The books themselves were typeset in the Computer Modern Roman typeface using TeX; thus, in Knuth's words, they "belong to the class of sets of books that describe precisely their own appearance".

==Volumes==
The five volumes are published by Addison-Wesley.
1. Volume A: The TeXbook. Describes the TeX typesetting language. It is by far the most common and available of the set, as the TeX interpreter is widely used for typesetting. It is available in softcover ISBN 0-201-13448-9 (blue spiral-bound with a built-in flap for a bookmark) and hardcover ISBN 0-201-13447-0.
2. Volume B: TeX: The program. A documented listing of the source code of the TeX interpreter. The 1986 edition in hardcover is ISBN 0-201-13437-3.
3. Volume C: The METAFONTbook. Describes the METAFONT font description language. Hardcover ISBN 0-201-13445-4, softcover ISBN 0-201-13444-6.
4. Volume D: Metafont: The program. A documented listing of the source code of the Metafont interpreter.
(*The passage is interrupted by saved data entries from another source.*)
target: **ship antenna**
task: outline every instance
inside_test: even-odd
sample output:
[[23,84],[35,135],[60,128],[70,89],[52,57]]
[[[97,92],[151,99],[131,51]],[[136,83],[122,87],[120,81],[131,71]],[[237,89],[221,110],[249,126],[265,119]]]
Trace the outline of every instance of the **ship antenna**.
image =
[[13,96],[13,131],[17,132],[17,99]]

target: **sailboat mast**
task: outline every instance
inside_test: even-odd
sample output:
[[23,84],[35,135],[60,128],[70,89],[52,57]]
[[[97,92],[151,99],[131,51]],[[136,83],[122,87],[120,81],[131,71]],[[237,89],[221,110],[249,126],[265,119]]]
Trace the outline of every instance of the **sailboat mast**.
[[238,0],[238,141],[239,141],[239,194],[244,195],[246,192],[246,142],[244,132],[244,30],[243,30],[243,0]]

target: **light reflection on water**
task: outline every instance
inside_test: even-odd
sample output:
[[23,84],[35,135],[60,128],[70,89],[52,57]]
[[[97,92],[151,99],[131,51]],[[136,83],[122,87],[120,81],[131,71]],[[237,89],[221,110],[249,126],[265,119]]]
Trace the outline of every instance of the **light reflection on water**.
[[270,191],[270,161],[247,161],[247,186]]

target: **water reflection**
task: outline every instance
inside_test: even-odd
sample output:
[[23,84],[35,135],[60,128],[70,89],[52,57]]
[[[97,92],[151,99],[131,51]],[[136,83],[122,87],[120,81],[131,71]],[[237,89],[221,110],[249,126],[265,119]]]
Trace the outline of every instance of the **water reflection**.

Hardcover ISBN 0-201-13438-1, paperback ISBN 0-201-60658-5.
5. Volume E: Computer Modern Typefaces. A character-by-character listing (in the Metafont language) of the source code for the Computer Modern typefaces (cmr, cmbx, cmti, etc.) used by TeX. Hardcover ISBN 0-201-13446-2, softcover ISBN 0-201-60660-7.
The set is also available as a hardcover boxed set with the latest editions as of the year 2000, ISBN 0-201-73416-8.

A jubilee edition of the Volumes A to D was published by Addison-Wesley in February 2021, incorporating all the changes made during the TeX tune-up of 2021. (Volume E remained unchanged from the 2017 edition.)